Genetic algorithms have been shown to be effective in some contexts for evolving efficient software, or software that performs a task well. Hillis** reports on a genetic algorithm he used for evolving a sorting program. Data sorting algorithms are of great interest in computer science, because of the massive amounts of data that businesses and other organizations must deal with routinely. A small saving in the time required to sort a small set of data can be multiplied over millions of records and result in a substantial benefit. For relative comparison of sorting algorithms, it has become traditional in the literature to use a 16-element set of data.
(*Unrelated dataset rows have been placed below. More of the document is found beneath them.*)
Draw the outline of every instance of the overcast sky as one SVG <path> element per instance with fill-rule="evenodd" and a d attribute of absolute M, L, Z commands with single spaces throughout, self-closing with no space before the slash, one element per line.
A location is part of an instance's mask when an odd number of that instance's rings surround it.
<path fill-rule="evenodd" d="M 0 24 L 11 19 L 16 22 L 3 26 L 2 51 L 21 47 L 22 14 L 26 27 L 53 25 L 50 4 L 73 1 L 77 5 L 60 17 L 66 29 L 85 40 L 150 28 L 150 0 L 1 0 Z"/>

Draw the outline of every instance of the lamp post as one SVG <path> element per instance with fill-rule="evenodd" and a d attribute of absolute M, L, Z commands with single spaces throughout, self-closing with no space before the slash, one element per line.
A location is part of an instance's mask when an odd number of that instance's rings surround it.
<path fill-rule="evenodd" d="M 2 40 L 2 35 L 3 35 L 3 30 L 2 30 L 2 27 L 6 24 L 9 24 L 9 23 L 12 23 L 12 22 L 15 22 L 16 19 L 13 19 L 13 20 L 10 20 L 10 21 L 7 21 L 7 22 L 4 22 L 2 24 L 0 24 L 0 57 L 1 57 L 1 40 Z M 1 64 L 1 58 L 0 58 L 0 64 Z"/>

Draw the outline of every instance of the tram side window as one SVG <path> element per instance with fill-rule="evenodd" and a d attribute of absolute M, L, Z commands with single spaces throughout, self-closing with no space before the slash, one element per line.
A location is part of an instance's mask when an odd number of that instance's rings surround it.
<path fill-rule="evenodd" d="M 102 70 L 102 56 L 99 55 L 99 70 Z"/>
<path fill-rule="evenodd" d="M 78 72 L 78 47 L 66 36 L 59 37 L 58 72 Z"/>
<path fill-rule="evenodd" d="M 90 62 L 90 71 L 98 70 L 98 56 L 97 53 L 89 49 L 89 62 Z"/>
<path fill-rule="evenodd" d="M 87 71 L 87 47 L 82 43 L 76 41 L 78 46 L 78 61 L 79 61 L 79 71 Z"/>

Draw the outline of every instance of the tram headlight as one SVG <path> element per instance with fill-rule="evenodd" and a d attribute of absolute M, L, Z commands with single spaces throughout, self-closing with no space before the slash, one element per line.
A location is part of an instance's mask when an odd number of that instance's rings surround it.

In 1962, Bose and Nelson announced an algorithm that required only 65 swaps to correctly sort the data set. Their results were surpassed in 1964 by Batcher, Floyd, and Knuth, who found a 63-swap algorithm; more generally, their algorithm could sort a data set of n elements using n log^2 n - 1 exchanges. Surprisingly, in 1969 Shapiro announced a 62-swap algorithm, and later that year Green published a 60-swap version. The remarkable thing about Hillis' 1991 paper is that he was able to evolve a program using a genetic algorithm, which could sort the data set in as few as 61 exchanges. In other words, he did not design the sorting algorithm himself; instead, he had "autonomous software agents" reproduce, mutate, and compete with each other for "fitness" in a "world" where efficient sorting is the key to survival. Hillis used a genetic algorithm in conjunction with "parasites" that would prevent evolution from stopping after the algorithm had found a local optimum.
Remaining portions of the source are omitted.